Amélia relata que havia pensado em se mudar. Mas não tinha para onde. Não tinha dinheiro. Não tinha bens. Não tinha coragem. E, ainda  por cima, tinha medo. Medo e um ranço machista que crê que se a mulher sai de casa não tem direito aos filhos os aos bens. Bens? Que bens? O único imóvel que possuía é assinado igualmente por ela e pela parte contrária, que, apesar de não saber onde fica o açúcar, suas próprias cuecas e com quantos quadradinhos de vidro as janelas são feitas, ainda se presume senhorio e se nega a sair ou a lhe deixar ficar.

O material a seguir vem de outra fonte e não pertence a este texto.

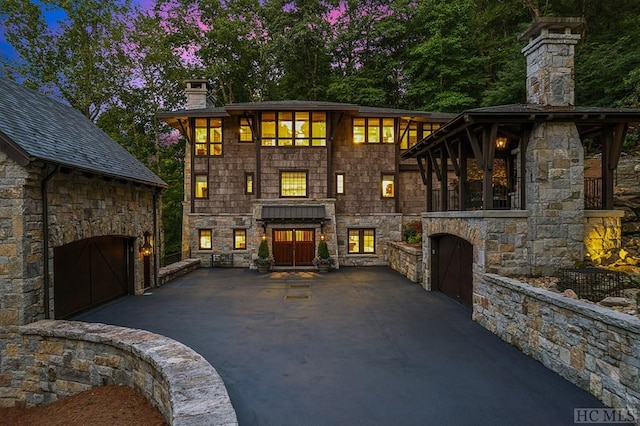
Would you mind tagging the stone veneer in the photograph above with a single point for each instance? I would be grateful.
(594, 347)
(48, 360)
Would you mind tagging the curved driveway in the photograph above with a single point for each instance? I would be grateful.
(358, 346)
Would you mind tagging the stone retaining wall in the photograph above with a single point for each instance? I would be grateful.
(594, 347)
(48, 360)
(406, 259)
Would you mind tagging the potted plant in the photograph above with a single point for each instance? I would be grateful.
(323, 260)
(264, 261)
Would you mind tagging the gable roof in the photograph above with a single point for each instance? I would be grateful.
(34, 127)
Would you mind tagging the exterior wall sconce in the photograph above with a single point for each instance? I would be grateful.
(146, 249)
(501, 142)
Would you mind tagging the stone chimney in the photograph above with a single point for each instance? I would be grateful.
(197, 91)
(550, 61)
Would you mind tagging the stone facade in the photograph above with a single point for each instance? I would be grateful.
(48, 360)
(593, 347)
(79, 206)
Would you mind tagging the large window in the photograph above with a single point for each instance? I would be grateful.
(201, 187)
(289, 128)
(239, 239)
(208, 137)
(362, 240)
(373, 130)
(293, 184)
(204, 239)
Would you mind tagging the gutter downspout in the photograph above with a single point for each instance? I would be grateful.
(45, 237)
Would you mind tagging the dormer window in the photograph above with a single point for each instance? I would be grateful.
(208, 136)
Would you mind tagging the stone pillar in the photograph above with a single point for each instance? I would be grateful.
(550, 61)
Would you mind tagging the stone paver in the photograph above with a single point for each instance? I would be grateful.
(358, 346)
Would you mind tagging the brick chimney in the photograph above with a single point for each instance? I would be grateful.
(197, 91)
(550, 60)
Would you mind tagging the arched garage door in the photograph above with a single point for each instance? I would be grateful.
(90, 272)
(453, 267)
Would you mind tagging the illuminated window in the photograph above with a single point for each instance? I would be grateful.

Maria Amélia, resignada, se sentia massa falida. Massa amorfamente falida. Contudo, pesquisando, deparou-se com a seguinte definição: abre falência aquele que não consegue arcar com o ônus de suas despesas, o inadimplente.

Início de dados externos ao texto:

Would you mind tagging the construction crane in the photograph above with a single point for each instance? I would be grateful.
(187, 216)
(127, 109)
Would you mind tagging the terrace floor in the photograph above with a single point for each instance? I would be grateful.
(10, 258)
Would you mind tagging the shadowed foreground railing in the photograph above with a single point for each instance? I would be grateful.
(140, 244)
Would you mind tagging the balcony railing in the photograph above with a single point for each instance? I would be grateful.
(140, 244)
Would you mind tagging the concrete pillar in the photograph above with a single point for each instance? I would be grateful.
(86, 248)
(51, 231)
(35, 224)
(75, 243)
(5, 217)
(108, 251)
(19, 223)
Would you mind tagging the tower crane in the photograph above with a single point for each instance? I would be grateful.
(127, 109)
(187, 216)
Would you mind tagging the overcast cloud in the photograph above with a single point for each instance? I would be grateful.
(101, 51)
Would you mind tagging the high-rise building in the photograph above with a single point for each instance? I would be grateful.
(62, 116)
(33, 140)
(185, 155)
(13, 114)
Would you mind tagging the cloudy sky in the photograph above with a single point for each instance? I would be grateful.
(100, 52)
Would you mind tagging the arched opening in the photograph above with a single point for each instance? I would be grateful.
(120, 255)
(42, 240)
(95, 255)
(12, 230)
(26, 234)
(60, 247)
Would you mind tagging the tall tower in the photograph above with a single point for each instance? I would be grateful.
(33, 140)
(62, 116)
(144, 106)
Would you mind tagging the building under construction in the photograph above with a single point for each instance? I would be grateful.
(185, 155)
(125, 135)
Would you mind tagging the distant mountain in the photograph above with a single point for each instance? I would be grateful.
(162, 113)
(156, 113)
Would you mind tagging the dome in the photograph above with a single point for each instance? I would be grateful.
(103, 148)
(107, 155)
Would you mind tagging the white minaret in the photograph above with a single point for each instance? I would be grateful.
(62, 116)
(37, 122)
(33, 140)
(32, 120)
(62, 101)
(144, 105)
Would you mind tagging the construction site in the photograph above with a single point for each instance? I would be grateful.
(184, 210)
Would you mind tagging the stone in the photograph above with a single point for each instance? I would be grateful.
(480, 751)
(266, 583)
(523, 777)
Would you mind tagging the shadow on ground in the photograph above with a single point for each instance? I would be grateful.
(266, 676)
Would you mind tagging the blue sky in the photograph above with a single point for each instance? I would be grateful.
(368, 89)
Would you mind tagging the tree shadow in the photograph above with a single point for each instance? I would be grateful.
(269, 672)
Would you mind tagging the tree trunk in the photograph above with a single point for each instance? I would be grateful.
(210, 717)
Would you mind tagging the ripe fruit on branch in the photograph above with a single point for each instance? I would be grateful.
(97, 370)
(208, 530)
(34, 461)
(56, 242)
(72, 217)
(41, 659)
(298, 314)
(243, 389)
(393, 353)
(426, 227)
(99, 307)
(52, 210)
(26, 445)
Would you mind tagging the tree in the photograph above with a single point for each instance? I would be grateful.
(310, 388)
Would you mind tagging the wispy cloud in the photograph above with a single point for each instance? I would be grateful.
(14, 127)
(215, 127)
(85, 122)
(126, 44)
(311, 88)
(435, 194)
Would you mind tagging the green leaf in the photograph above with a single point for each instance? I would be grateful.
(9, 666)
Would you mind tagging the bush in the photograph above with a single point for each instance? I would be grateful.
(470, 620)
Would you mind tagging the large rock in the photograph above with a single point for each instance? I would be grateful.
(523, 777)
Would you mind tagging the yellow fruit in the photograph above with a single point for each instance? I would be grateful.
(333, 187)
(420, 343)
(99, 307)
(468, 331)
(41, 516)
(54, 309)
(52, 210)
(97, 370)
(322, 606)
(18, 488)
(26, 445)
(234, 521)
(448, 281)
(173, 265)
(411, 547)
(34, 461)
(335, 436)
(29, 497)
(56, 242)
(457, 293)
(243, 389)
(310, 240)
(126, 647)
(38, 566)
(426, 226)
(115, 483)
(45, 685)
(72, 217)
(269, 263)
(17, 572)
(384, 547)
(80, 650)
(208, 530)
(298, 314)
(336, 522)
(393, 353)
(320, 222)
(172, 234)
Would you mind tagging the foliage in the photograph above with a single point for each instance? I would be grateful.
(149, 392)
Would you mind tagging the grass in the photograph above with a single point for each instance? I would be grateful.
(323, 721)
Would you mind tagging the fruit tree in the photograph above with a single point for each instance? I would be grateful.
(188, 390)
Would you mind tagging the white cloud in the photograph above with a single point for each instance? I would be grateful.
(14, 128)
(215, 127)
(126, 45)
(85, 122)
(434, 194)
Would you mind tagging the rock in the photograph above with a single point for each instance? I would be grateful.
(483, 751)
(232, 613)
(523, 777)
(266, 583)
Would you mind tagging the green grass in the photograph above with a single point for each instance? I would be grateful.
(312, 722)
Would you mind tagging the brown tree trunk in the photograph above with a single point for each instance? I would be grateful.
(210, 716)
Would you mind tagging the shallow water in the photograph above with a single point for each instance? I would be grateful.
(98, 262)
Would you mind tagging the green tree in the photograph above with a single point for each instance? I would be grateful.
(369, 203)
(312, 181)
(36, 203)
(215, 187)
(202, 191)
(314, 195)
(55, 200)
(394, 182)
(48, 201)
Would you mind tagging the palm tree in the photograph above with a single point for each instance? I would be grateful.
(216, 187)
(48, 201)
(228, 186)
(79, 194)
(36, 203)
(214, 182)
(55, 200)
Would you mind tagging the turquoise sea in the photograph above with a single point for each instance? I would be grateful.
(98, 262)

"Falência é uma situação jurídica em que uma empresa ou sociedade comercial fica impossibilitada de honrar as suas obrigações e realizar os pagamentos devidos aos seus credores, porque o valor das suas dívidas (passivo) é superior ao valor do seu patrimônio (ativo)."

Essa pessoa, definitivamente, não era ela. Maria Amélia conta que sempre honrou suas obrigações e, quanto ao seu patrimônio sentimental, seu ativo é infinitamente maior que o seu passivo.

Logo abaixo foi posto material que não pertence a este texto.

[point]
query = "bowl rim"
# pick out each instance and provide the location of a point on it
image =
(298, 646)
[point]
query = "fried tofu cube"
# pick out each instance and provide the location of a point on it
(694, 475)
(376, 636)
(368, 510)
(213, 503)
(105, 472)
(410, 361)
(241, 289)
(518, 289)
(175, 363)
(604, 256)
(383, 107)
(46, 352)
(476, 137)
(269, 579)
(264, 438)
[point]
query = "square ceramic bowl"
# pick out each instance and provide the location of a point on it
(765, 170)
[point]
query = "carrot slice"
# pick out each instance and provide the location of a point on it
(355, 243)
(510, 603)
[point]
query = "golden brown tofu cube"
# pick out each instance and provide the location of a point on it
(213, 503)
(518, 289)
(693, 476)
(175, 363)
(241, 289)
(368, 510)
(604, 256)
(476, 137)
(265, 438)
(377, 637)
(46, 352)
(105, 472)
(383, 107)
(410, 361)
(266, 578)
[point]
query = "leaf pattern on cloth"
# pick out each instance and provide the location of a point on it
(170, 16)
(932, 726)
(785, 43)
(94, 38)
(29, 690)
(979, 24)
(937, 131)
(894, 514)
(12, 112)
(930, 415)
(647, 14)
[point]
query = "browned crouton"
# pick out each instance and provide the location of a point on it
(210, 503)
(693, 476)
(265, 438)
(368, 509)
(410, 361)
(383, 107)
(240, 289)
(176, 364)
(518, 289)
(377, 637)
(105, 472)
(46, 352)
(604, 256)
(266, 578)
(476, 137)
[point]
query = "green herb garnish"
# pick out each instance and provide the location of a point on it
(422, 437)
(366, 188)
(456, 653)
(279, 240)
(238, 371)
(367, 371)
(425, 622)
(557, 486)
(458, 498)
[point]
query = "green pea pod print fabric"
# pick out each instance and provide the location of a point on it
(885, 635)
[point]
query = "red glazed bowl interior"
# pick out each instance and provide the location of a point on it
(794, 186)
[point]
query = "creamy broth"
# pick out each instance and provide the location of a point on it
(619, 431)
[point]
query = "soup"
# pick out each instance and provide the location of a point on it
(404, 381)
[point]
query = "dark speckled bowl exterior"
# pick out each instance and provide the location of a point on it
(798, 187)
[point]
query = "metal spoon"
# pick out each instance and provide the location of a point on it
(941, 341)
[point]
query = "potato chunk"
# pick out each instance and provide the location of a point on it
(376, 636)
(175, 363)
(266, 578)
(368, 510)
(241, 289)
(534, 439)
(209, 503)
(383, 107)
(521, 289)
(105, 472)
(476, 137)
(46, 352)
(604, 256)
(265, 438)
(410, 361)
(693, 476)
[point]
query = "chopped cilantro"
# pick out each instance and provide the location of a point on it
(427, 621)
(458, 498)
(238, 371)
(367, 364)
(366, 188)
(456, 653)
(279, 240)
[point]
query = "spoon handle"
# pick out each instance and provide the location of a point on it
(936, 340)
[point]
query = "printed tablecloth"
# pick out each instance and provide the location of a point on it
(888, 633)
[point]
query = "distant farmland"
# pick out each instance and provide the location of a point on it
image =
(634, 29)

Faço a seguir a defesa de Amélia: ela nunca deveu nada - a ninguém - nunca pediu, nunca mentiu, nunca traiu. Pelo contrário, ao longo desses anos todos - que não podia  precisar como gostaria - eram vinte, mas a parte contrária conta apenas como 15 - aliás, a parte contrária conta apenas do nascimento do filho mais velho pra cá, como se nada hovesse antes..., bem, ao longo desses 20 ou 15 anos, havia se dedicado ao trabalho árduo, ingrato e não reconhecido de dona de casa prestimosa e mãe zelosa, a tal verdadeira Amélia, a mulher de verdade.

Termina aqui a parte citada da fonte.